TechGraph: Expanding across India means navigating a patchwork of state-level compliance and data regulations. How have these regulatory frictions shaped Superbot’s product roadmap and investment choices for regional language AI?
Sarvagya Mishra: We built Superbot to handle privacy and compliance from day one, making sure data is secure, and all standards like ISO 27001 are met. The system is designed to adapt easily to different state rules and industry requirements without slowing things down, which keeps managing local data and consent simple.
Expanding into new languages and regions flows naturally while staying compliant. Keeping client and user information safe builds trust and lets businesses run voice interactions confidently at any time.
For us, regulations aren’t just boxes to tick; they guide our growth and ensure Superbot scales across regions and languages practically and reliably.
TechGraph: Finally, as the sector matures, what in your view will separate platforms that truly achieve regional scale from those that stop at token pilots in a handful of languages? Is it capital, technology depth, or something more fundamental about customer adoption?

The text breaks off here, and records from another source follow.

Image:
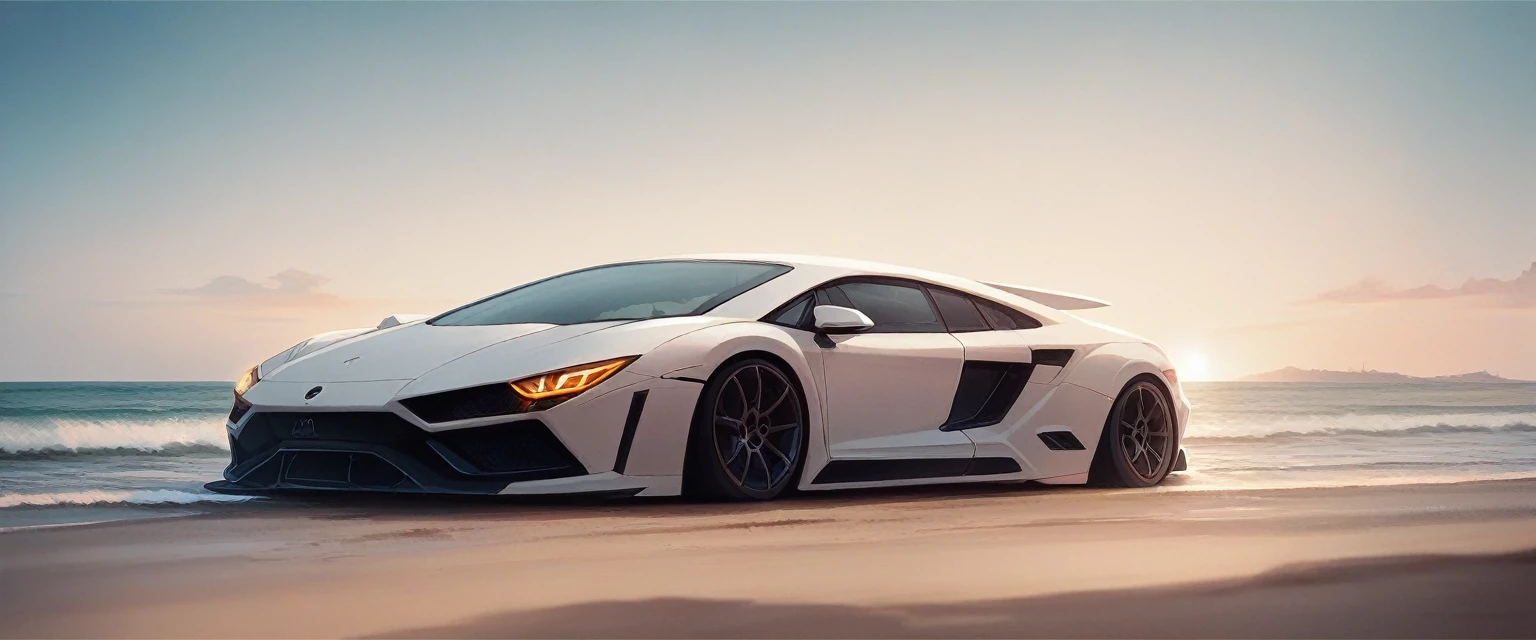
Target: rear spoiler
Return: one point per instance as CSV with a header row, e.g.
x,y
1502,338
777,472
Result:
x,y
1054,300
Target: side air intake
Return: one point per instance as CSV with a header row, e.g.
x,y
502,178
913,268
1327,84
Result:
x,y
1060,441
985,393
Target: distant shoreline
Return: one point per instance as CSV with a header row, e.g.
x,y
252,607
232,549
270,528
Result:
x,y
1321,375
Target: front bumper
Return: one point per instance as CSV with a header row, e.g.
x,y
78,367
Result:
x,y
381,451
358,436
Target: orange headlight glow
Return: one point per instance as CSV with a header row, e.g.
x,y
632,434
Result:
x,y
249,379
569,381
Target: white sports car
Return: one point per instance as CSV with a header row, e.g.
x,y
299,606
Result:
x,y
728,376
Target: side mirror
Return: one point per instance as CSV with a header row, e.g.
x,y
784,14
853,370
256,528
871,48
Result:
x,y
840,320
401,318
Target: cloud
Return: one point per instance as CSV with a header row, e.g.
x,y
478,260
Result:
x,y
1519,292
288,287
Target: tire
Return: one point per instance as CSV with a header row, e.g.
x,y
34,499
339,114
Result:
x,y
748,433
1140,439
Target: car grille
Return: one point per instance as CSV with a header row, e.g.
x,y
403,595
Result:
x,y
378,450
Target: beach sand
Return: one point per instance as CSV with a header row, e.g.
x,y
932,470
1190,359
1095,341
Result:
x,y
1407,560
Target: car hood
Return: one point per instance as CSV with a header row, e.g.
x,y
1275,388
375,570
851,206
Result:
x,y
441,358
407,352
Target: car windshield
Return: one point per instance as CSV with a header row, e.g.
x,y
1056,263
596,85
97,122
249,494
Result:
x,y
619,292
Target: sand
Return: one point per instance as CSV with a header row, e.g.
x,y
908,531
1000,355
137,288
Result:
x,y
1409,560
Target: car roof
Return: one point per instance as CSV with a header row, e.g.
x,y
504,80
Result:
x,y
811,270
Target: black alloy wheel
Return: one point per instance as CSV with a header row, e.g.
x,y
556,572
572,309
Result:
x,y
1140,441
748,433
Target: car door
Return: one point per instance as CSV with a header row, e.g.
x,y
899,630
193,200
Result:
x,y
1045,425
890,389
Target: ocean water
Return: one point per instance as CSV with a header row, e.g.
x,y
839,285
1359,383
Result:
x,y
85,451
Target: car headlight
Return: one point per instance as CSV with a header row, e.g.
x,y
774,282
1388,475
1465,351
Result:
x,y
570,381
249,379
241,385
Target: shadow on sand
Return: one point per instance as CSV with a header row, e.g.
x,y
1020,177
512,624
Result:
x,y
1398,597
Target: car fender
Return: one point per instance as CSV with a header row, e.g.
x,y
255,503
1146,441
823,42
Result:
x,y
695,356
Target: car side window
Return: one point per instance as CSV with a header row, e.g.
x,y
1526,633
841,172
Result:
x,y
794,313
1005,318
893,307
957,312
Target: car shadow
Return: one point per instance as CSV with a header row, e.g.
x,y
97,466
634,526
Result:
x,y
1395,597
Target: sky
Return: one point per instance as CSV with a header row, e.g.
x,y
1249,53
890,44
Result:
x,y
189,188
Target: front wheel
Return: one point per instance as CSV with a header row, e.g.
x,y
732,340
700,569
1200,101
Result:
x,y
748,433
1138,444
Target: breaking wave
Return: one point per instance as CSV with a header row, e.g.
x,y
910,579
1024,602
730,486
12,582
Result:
x,y
65,438
114,498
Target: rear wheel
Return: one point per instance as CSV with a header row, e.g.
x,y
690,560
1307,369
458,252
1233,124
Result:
x,y
1138,444
748,433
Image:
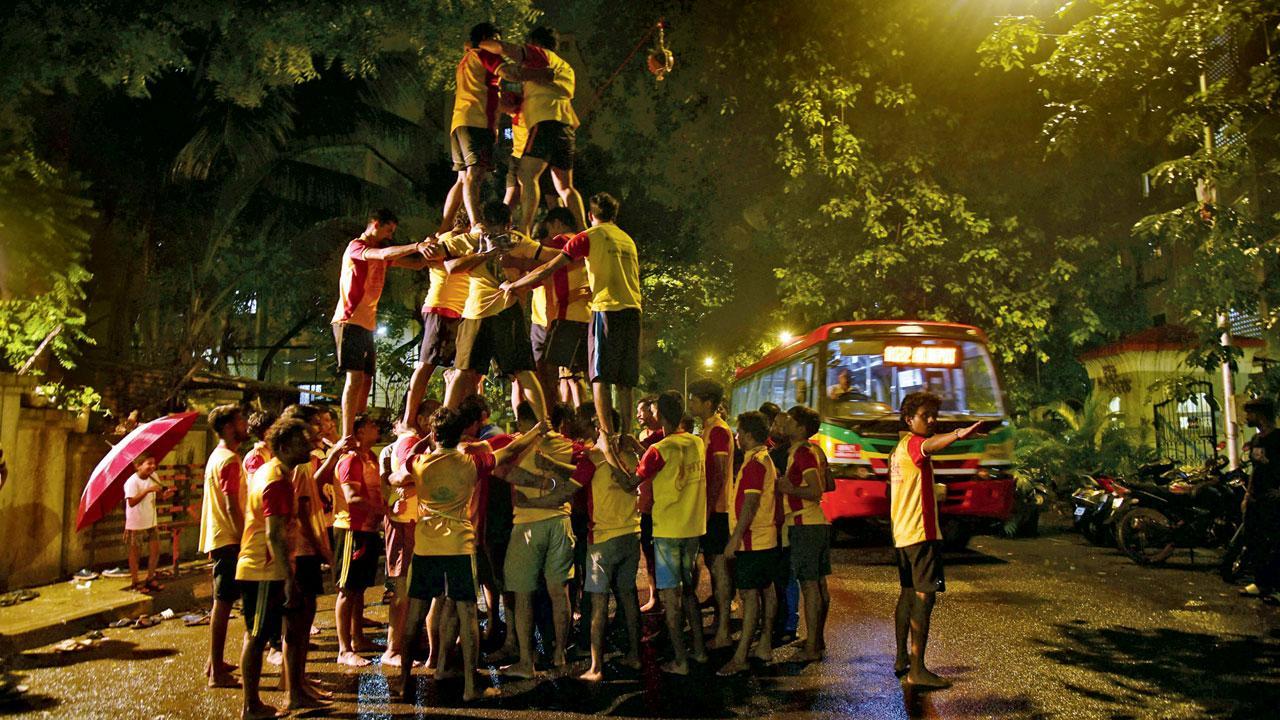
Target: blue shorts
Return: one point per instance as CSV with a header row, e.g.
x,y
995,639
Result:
x,y
676,561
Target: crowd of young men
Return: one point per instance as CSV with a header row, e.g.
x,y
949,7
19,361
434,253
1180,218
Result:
x,y
557,514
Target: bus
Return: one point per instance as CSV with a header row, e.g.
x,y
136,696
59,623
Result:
x,y
855,374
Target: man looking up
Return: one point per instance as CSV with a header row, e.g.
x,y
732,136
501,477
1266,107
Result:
x,y
671,472
547,110
613,337
364,270
222,523
493,327
704,400
913,511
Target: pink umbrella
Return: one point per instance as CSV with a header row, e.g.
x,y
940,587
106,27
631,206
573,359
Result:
x,y
105,488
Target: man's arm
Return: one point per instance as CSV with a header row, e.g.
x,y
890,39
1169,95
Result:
x,y
937,443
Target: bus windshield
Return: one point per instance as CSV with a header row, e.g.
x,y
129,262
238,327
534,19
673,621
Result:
x,y
869,377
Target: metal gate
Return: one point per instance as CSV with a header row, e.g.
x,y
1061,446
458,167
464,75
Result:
x,y
1187,429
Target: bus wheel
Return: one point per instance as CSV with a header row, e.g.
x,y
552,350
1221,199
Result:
x,y
955,534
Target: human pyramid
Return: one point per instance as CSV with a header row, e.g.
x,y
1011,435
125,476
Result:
x,y
556,514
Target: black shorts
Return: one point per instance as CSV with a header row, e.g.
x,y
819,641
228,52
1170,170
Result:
x,y
225,586
553,142
263,609
613,347
566,347
306,570
754,569
355,565
502,338
717,533
451,575
471,146
919,566
356,350
538,336
439,340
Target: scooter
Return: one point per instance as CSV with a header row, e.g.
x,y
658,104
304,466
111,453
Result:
x,y
1201,509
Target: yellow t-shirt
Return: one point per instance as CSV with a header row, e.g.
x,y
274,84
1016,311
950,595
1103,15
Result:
x,y
269,496
560,449
484,299
611,509
755,477
446,479
224,478
612,267
553,100
673,466
913,507
475,98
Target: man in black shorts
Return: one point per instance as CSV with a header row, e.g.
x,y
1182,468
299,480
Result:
x,y
547,110
493,328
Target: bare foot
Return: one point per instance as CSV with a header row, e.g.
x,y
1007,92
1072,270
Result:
x,y
926,679
352,660
676,668
260,712
519,670
223,680
731,668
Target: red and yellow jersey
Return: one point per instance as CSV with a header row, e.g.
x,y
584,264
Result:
x,y
611,509
360,286
224,487
556,447
913,509
269,496
553,100
612,267
484,297
720,447
475,99
305,487
568,291
757,477
804,468
446,482
357,472
447,295
676,487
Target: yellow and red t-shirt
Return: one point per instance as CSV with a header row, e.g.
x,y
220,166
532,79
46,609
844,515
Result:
x,y
913,509
447,292
475,99
446,482
676,487
801,510
269,496
612,267
720,446
357,470
360,286
757,477
556,447
611,509
305,486
484,297
553,100
224,484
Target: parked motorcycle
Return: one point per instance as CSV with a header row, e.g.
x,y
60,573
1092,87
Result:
x,y
1201,509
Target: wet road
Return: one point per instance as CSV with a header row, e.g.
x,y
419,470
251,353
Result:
x,y
1028,628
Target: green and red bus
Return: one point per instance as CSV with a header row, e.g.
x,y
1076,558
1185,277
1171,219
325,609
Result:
x,y
855,374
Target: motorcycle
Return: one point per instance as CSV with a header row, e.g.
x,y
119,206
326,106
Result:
x,y
1198,509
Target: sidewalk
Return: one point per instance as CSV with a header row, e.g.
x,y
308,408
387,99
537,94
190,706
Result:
x,y
63,610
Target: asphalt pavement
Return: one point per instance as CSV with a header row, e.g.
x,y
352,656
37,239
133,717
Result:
x,y
1045,627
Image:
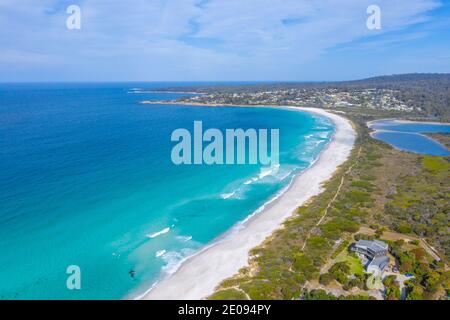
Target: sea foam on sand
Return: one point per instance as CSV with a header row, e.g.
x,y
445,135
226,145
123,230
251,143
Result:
x,y
199,275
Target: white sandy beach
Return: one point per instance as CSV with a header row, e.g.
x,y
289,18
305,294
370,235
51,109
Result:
x,y
200,274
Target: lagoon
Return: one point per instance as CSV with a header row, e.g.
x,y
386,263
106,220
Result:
x,y
411,136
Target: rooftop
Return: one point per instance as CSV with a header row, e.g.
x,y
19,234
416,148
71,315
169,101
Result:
x,y
375,245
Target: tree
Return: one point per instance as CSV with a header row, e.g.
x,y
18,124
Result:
x,y
325,279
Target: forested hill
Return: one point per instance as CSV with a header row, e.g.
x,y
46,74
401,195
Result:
x,y
428,94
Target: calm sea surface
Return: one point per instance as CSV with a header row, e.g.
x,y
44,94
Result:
x,y
86,179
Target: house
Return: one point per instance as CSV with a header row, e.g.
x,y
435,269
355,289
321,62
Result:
x,y
374,254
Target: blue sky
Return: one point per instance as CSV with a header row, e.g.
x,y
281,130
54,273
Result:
x,y
221,40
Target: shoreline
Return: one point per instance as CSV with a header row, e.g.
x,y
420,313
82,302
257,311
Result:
x,y
199,275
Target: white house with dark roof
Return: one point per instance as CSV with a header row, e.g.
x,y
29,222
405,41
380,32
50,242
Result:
x,y
375,251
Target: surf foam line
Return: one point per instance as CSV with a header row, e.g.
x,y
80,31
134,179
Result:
x,y
156,234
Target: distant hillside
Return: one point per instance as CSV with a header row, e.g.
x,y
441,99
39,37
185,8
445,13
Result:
x,y
429,92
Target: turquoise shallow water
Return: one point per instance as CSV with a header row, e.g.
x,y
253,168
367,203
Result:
x,y
87,180
411,136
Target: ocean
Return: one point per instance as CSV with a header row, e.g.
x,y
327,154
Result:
x,y
87,180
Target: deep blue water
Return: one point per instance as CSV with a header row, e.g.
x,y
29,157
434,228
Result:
x,y
86,178
410,136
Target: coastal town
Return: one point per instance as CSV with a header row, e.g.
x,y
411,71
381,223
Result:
x,y
377,99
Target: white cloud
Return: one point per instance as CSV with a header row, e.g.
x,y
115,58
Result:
x,y
149,36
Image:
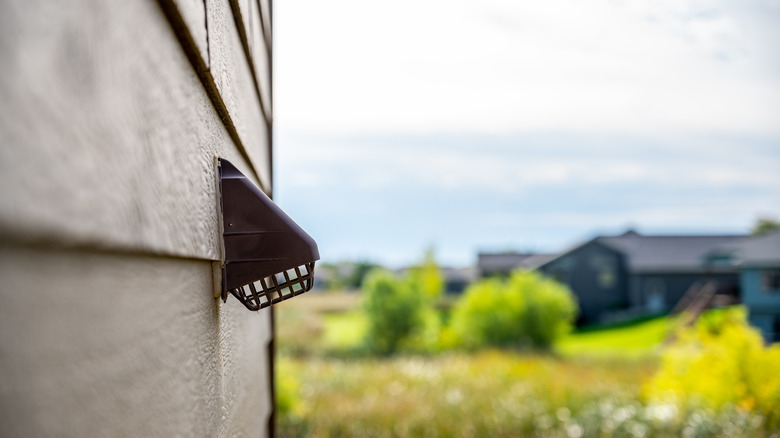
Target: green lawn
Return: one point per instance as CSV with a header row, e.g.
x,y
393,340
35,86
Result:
x,y
637,339
342,327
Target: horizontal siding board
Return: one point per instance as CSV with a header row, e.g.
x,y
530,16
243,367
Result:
x,y
108,135
95,344
194,14
252,30
235,84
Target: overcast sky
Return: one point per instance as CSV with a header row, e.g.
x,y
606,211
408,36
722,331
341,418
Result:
x,y
499,125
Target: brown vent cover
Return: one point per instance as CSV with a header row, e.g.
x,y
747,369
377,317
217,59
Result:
x,y
268,257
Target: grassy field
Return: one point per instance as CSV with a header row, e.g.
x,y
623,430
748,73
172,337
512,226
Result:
x,y
592,385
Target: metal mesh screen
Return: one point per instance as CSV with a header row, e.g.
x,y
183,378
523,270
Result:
x,y
276,288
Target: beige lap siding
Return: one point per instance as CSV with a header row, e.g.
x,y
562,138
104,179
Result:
x,y
109,226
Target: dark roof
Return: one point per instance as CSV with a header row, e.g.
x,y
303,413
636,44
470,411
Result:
x,y
668,253
501,261
465,275
507,261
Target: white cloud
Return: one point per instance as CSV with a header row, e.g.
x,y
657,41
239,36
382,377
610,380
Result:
x,y
501,66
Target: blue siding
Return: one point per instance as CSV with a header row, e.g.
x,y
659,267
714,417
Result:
x,y
763,305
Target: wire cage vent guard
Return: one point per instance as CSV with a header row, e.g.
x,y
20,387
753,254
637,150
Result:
x,y
272,290
268,257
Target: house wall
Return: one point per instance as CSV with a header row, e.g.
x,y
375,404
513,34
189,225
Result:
x,y
111,116
673,286
763,304
585,271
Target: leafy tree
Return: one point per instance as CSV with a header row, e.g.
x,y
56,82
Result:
x,y
526,310
397,306
394,309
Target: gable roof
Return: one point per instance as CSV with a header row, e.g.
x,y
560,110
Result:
x,y
760,251
646,254
507,261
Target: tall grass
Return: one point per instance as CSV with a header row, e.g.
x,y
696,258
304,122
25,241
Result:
x,y
593,385
491,394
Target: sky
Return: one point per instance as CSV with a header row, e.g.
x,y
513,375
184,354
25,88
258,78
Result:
x,y
516,125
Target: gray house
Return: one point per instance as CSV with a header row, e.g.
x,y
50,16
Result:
x,y
758,261
631,274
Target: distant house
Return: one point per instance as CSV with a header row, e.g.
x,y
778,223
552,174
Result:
x,y
758,261
631,274
456,280
502,263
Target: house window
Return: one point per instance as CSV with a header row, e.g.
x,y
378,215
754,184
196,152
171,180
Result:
x,y
655,295
771,280
604,268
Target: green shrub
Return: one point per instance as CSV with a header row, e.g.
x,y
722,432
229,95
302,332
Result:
x,y
526,310
394,309
719,363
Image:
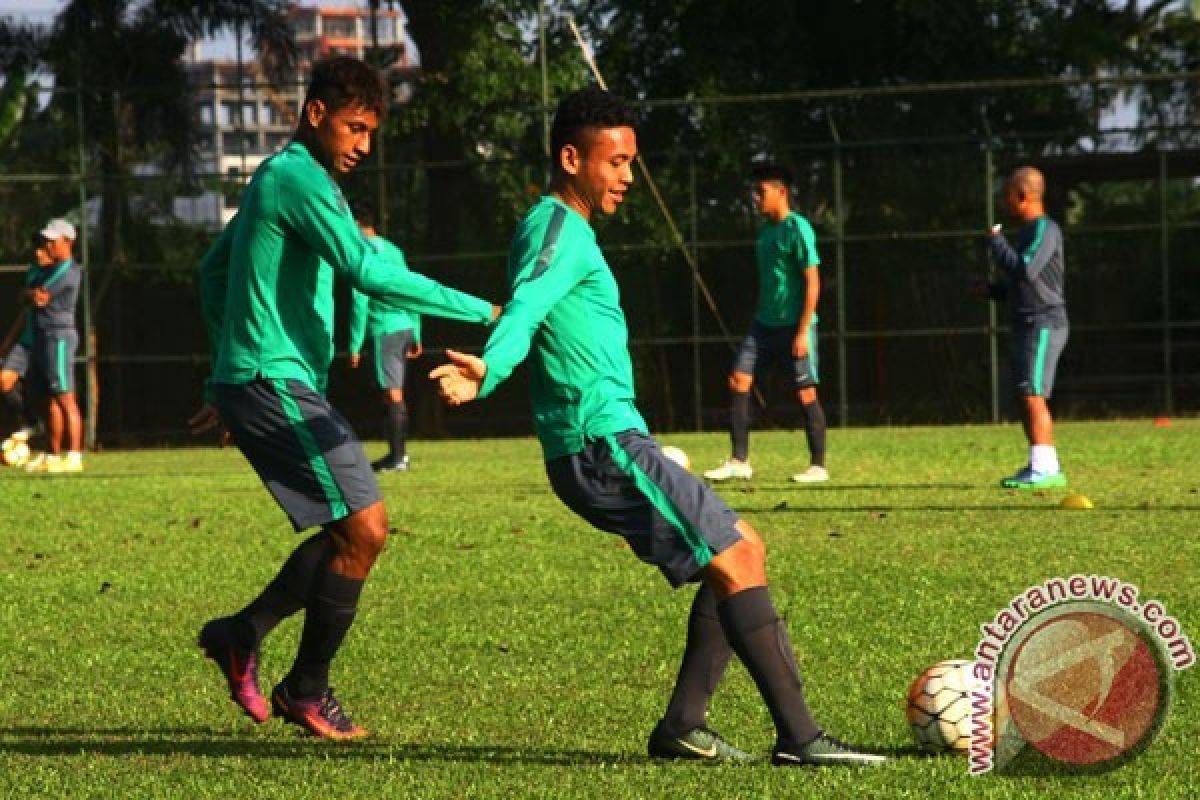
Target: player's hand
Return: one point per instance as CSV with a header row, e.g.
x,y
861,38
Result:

Sarvagya Mishra: What really separates platforms that achieve true regional scale from those that remain limited is how deeply they understand and serve the end user. Technology and capital matter, but they only get you so far.
The real differentiator is the ability to deliver conversations that feel native, empathetic, and contextually relevant across diverse dialects and cultural nuances. Platforms that stop at token pilots often struggle to make interactions genuinely engaging or consistent in smaller languages, which limits adoption.
Superbot invests in proprietary ASR and NLP models, human-in-the-loop learning, and real-world feedback loops to ensure accuracy, trust, and responsiveness.
Sustained adoption comes when users feel heard and understood, and businesses see measurable outcomes like higher engagement, conversions, and retention. Platforms that combine technological depth with an unwavering focus on customer experience are the ones that truly scale across India’s linguistic diversity.